A settlement between the state Department of Environmental Protection and a group of activist organizations will require Brunner Island Power Plant to renew a permit that allows it to discharge industrial waste into the Susquehanna River.
The Lower Susquehanna Riverkeeper Association was among the organizations that filed a lawsuit last June against the DEP seeking action on the expired permits of Brunner Island and nine other coal-fired power plants (Brunner added the ability to also burn natural gas last year).
Any facility that discharges any type of pollution into a Pennsylvania body of water must have a National Pollutant Discharge Elimination System permit, which is required by the federal Clean Water Act to be renewed every five years, explained Ted Evgeniadis, the Lower Susquehanna Riverkeeper.
The renewal process is important, he said, because the process involves ensuring that the plants have installed the best available technology to reduce pollution.
Talen Energy's Brunner Island in York Haven last renewed its NPDES permit in 2006, when it was still owned by PPL, and the permit should have expired in 2011, according to DEP records.
These 10 plants are all operating on expired permits, and Evgeniadis said the DEP had proposed giving them until 2022 or 2023 before issuing new permits.

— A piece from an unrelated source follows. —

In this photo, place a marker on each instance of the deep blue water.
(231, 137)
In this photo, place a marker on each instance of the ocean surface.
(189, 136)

"That's unacceptable to kick the can that far down the road," he said.
Under the settlement reached Thursday, Jan. 11, the DEP must issue draft permits to each of the 10 facilities by the end of 2018 and, to the best of its abilities, issue final permits by the end of March 2019.
The department will issue Brunner Island its draft permit Jan. 15, according to a schedule described in the settlement document.
The lawsuit could be reopened if the department doesn't issue the permits in a timely manner.
A spokesman for Talen Energy said in an email Thursday that the company was not party to the suit and did not have a comment on the settlement.
"As always, the plant is in compliance and prepared to continue to participate with PADEP in the normal permit renewal process," Todd Martin, Talen manager of media relations, wrote.
Evgeniadis called the settlement a "great win" for his association's environmental protection efforts because Brunner Island is one of the river's top dischargers of pollutants — including heavy metals and mercury — that can cause harm to aquatic creatures and humans.